Siamo ancora qui, siamo ancora noi. Ogni tanto mi torna in mente la frase che, nel darmi il benvenuto, mi ha detto Paolo Carnemolla ad una festa del bio, lo scorso anno, a Bologna. Mi torna alla mente insieme alla medesima riflessione, rispetto alla quale, con tutta la più buona volontà, non riesco ad elaborare alternative: purtroppo Paolo, siamo ancora qui, siamo ancora noi, perché vuol dire che per la rappresentanza del biologico e dunque anche per le istanze di politica generale del settore che esprime non ci sono state evoluzioni di sostanza pur essendo noi, tutti noi, i consumatori ancora prima di noi, in una fase di accelerato e quasi spaventoso (pensate all’intelligenza artificiale, alla robotica, alla nuova genetica, semplicemente – si fa per dire – all’inflazione) cambiamento.

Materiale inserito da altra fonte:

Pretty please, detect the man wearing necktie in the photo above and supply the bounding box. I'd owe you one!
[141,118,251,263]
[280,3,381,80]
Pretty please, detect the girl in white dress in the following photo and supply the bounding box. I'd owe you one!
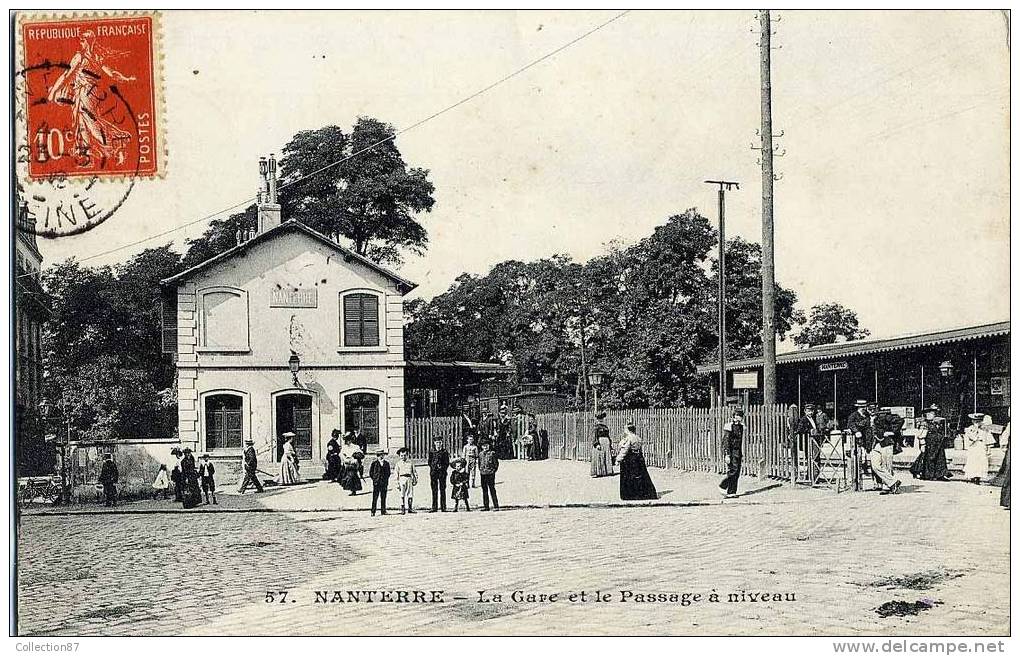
[963,412,992,485]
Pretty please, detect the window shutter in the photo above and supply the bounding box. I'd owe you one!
[361,294,379,346]
[344,294,362,346]
[159,290,177,354]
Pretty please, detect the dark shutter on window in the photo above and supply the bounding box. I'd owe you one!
[159,290,177,354]
[344,294,362,346]
[343,294,379,346]
[361,294,379,346]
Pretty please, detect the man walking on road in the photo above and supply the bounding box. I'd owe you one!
[719,410,744,499]
[428,438,450,512]
[478,440,500,511]
[239,440,263,494]
[99,453,118,506]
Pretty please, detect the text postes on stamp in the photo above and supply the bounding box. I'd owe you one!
[19,15,162,180]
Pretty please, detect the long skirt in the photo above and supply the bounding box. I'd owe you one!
[181,474,202,508]
[910,434,952,481]
[340,464,361,492]
[276,456,301,486]
[963,442,988,481]
[620,453,659,501]
[322,454,344,481]
[592,438,613,477]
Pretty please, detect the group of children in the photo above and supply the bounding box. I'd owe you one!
[152,449,217,505]
[368,437,488,516]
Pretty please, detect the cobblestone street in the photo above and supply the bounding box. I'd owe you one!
[18,461,1009,636]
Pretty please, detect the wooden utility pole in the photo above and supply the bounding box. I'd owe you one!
[759,9,775,405]
[705,180,741,406]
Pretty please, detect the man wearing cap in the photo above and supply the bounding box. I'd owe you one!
[238,440,263,494]
[99,453,119,506]
[797,403,828,483]
[428,437,450,512]
[719,410,744,499]
[368,449,390,517]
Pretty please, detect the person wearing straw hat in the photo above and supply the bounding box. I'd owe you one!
[616,420,659,501]
[276,431,300,486]
[963,412,992,485]
[592,411,614,478]
[910,405,953,481]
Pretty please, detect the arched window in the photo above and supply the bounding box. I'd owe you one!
[204,394,245,451]
[340,291,384,348]
[198,287,248,351]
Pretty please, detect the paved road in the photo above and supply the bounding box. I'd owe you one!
[19,462,1009,636]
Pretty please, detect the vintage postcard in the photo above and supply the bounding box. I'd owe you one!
[9,9,1012,653]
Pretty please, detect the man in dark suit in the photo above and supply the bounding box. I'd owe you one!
[239,440,263,494]
[428,438,450,512]
[99,453,118,506]
[368,449,390,517]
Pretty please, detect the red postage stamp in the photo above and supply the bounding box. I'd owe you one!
[20,14,163,180]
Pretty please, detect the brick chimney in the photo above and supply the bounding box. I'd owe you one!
[256,154,282,234]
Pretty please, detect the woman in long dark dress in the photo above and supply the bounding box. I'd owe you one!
[340,435,365,497]
[181,449,202,508]
[616,421,659,501]
[910,405,953,481]
[322,428,344,481]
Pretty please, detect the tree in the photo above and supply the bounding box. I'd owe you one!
[794,303,871,349]
[281,116,435,263]
[43,245,181,440]
[405,209,802,407]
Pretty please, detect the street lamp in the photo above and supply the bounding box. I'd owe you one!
[287,351,301,388]
[588,371,606,414]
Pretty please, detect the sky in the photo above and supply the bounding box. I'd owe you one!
[27,10,1009,344]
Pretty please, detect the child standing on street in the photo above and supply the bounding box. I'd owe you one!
[397,447,418,515]
[462,435,478,488]
[152,464,170,499]
[450,458,471,512]
[198,453,216,506]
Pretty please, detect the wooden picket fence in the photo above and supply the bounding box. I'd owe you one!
[405,405,794,481]
[404,416,464,462]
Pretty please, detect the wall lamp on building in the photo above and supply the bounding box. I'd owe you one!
[287,351,301,388]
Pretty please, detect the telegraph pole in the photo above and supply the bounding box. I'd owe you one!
[705,180,741,406]
[759,9,775,405]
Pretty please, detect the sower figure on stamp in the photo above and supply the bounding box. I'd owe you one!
[368,449,390,517]
[99,453,118,506]
[719,410,744,499]
[397,447,418,514]
[239,440,263,494]
[478,440,500,511]
[428,438,450,512]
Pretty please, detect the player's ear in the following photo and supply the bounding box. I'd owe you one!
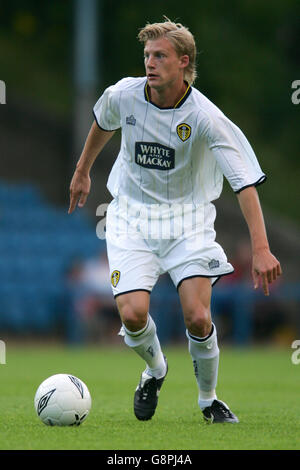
[180,54,190,69]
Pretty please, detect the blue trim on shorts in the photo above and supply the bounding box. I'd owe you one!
[176,270,234,290]
[114,289,151,298]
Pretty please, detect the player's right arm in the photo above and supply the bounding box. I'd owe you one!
[68,121,115,214]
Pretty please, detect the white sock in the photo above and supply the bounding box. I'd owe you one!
[186,324,219,410]
[123,314,166,379]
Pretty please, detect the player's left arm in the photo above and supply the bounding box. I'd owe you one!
[237,186,282,295]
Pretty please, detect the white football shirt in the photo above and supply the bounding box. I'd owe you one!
[93,77,266,205]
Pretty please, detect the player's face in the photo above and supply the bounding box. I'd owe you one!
[144,38,189,89]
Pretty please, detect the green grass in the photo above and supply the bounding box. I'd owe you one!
[0,344,300,450]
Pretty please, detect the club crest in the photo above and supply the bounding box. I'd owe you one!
[176,122,192,142]
[110,270,121,287]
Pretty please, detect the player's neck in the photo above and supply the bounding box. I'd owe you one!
[148,81,188,108]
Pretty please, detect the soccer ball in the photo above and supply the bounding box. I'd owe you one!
[34,374,92,426]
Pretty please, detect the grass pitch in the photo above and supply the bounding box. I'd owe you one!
[0,344,300,450]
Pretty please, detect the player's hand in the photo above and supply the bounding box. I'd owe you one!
[252,249,282,295]
[68,169,91,214]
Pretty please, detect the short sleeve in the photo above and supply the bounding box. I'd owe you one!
[205,113,266,193]
[93,85,121,131]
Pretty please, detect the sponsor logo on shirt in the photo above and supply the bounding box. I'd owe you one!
[135,142,175,170]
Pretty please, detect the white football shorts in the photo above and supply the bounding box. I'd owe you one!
[106,198,233,297]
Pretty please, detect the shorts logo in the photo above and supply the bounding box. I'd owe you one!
[176,122,192,142]
[110,270,121,287]
[135,142,175,170]
[208,259,220,269]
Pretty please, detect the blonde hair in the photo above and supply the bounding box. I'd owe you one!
[138,16,197,85]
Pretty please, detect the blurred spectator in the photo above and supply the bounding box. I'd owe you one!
[64,254,120,344]
[212,239,287,345]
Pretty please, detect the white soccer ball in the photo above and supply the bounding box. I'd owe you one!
[34,374,92,426]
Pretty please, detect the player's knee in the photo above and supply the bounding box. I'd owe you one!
[185,305,211,337]
[119,302,148,331]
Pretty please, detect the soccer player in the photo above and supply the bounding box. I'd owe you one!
[69,18,281,423]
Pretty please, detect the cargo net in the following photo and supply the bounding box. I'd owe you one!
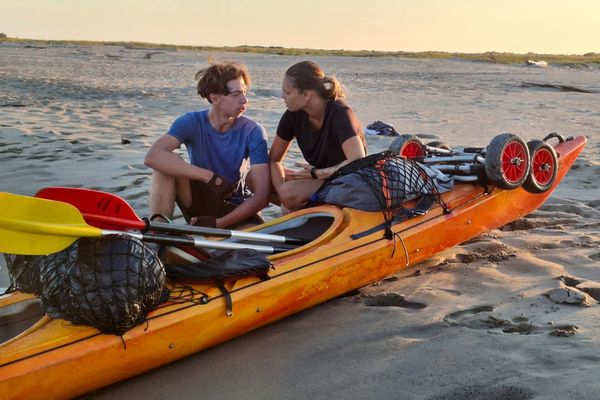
[7,235,168,335]
[313,151,448,239]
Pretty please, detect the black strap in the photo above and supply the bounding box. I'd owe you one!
[350,196,435,240]
[217,282,233,317]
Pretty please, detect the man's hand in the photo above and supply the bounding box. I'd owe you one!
[285,162,312,181]
[190,215,217,228]
[206,173,234,199]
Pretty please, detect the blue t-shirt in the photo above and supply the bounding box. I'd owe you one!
[168,110,269,200]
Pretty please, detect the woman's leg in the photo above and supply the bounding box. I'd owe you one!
[278,179,323,211]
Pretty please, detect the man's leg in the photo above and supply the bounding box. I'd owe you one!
[150,170,192,219]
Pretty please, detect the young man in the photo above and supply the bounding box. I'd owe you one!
[144,63,270,228]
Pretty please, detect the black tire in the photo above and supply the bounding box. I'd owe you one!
[388,134,425,159]
[485,133,530,189]
[523,140,558,194]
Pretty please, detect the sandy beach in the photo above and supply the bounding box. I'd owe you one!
[0,45,600,400]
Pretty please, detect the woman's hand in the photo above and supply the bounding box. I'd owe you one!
[285,162,312,181]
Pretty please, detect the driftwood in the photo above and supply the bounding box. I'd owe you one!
[520,82,594,93]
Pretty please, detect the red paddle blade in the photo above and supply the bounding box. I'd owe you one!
[35,187,146,230]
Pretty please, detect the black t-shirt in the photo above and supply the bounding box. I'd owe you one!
[277,100,366,168]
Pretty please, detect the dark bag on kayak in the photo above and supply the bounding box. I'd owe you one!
[165,249,271,282]
[5,235,168,335]
[165,249,272,317]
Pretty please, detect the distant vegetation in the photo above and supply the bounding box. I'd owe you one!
[0,33,600,65]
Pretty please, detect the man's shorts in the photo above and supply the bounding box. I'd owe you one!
[177,180,265,226]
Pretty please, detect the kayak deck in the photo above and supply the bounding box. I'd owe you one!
[0,137,585,398]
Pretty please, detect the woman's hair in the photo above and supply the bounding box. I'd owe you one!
[196,62,250,103]
[285,61,344,100]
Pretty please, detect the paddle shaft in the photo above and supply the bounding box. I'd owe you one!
[147,221,306,245]
[35,187,308,245]
[110,230,296,254]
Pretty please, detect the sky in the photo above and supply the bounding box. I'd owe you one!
[0,0,600,54]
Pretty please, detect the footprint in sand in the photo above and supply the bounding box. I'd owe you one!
[428,384,535,400]
[444,305,578,337]
[365,292,427,310]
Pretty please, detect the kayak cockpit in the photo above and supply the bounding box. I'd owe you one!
[246,205,345,258]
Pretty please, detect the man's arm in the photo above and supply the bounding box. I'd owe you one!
[217,164,271,228]
[144,135,214,182]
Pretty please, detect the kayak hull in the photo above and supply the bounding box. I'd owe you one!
[0,137,586,399]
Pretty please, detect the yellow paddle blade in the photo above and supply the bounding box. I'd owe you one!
[0,192,102,255]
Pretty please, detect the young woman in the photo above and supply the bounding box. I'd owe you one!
[269,61,366,212]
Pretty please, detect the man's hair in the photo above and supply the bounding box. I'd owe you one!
[196,62,250,103]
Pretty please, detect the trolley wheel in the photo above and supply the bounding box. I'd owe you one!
[523,140,558,193]
[388,134,425,159]
[485,133,530,189]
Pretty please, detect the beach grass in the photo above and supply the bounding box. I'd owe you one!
[0,37,600,65]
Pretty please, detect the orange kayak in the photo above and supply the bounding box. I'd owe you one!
[0,136,586,399]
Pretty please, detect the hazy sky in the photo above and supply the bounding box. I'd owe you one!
[0,0,600,54]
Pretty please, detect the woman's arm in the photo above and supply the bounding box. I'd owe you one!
[269,136,292,192]
[296,136,366,179]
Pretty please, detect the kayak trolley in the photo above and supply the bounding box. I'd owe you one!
[389,133,564,193]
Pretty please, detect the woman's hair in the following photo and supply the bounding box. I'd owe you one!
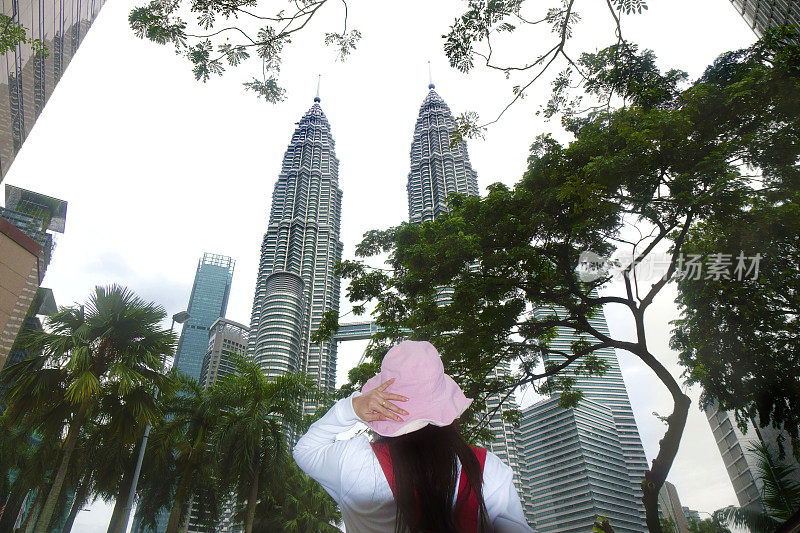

Se tutto cambia, come già avevano capito i predecessori di Socrate qualche millennio fa, non è che il biologico possa rimanere lo stesso e tantomeno la sua rappresentanza, così legata alle origini e ai primi sviluppi, certamente alle prime conquiste, del movimento.
Il tema centrale, a mio avviso, è questo: bisogna liberare le risorse e le capacità delle aziende biologiche, la rappresentanza deve lavorare per loro, per lo sviluppo, senza porre freni legati ad assiomi del passato. Liberare le energie, liberare la creatività, gettando le basi di una nuova crescita, di un nuovo, vero protagonismo. Il sistema dei controlli è una garanzia indispensabile. Le New Genomic Techniques non vanno rifiutate a priori, vanno valutate, forse vanno anche cavalcate per quello che di buono possono rappresentare, prima che il biologico non finisca in soffitta.
Quello che ci viene da chiedere e da sostenere è una nuova strategia, per un biologico che non tradisca se stesso (sarebbe comunque la sua fine) ma che punti diritto a conquistarsi il futuro.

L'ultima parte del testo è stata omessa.